There are a few US based Ebay sellers of the 74L85.
Tom
On Tue, Sep 20, 2022 at 10:50 AM ben via cctalk <cctalk(a)classiccmp.org>
wrote:
On 2022-09-19 8:07 p.m., William Sudbrink via cctalk
wrote:
Hi,
I recently acquired a Solid State Music SB-1 from which all the chips had
been removed. I've reinstalled all of the chips (I located an SSM2000)
and
I've been trying to figure out why this board
crashes my computers. The
conclusion that I've come to is rather astounding. The board specifies
two
74ls85 4 bit binary comparator chips to perform
address decoding. The
designers of this board seem to have had incorrect pinouts for it. Every
source that I can find specifies:
B3 1 16 VCC
A<B (in) 2 15 A3
A=B (in) 3 14 B2
A>B (in) 4 13 A2
A>B (out) 5 12 A1
A=B (out) 6 11 B1
A<B (out) 7 10 A0
GND 8 9 B0
The 7485s that I was able to get have this pinout.
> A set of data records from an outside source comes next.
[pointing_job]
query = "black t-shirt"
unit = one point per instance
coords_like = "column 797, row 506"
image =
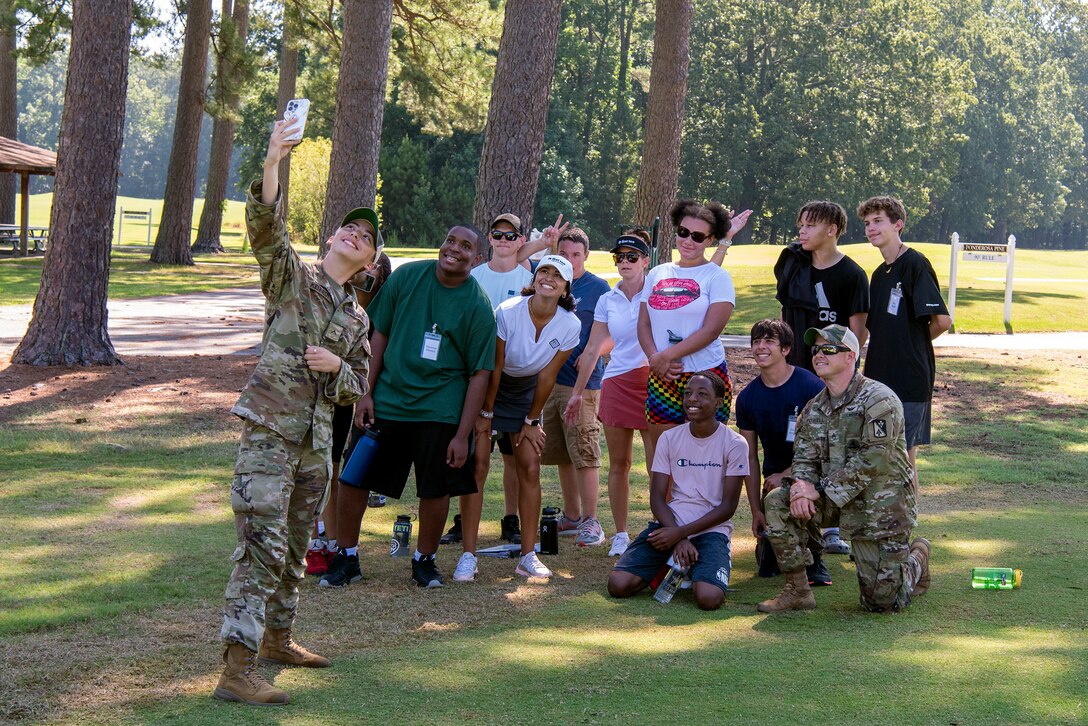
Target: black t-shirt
column 901, row 352
column 838, row 293
column 767, row 411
BUT! The SB-1 is
designed as:
B2 1 16 VCC
A2 2 15 A3
A=B (out) 3 14 B3
A>B (in) 4 13 A>B (out)
A<B (in) 5 12 A<B (out)
A=B (in) 6 11 B0
A1 7 10 A0
GND 8 9 B1
I Ohm'd out the board to verify this and it matches the schematic here:
https://wiki.theretrowagon.com/wiki/Solid_State_Music_SB1
What the heck??? Did the pinout of the 7485 just arbitrarily change at
some
point? Was this some competition between
manufacturers? Is there any
way
to get the "right" 7485?
They are both right.
7485,74LS85,74S85 top pin out.
74L85 the bottom pin out. SB-1
TTL data book 1985.
Thanks,
Bill
I suspect they used the L for low input loading
for the address bus. The 74C85 (fairchild ) would be the sane
substitute for the 74L85.
Ben.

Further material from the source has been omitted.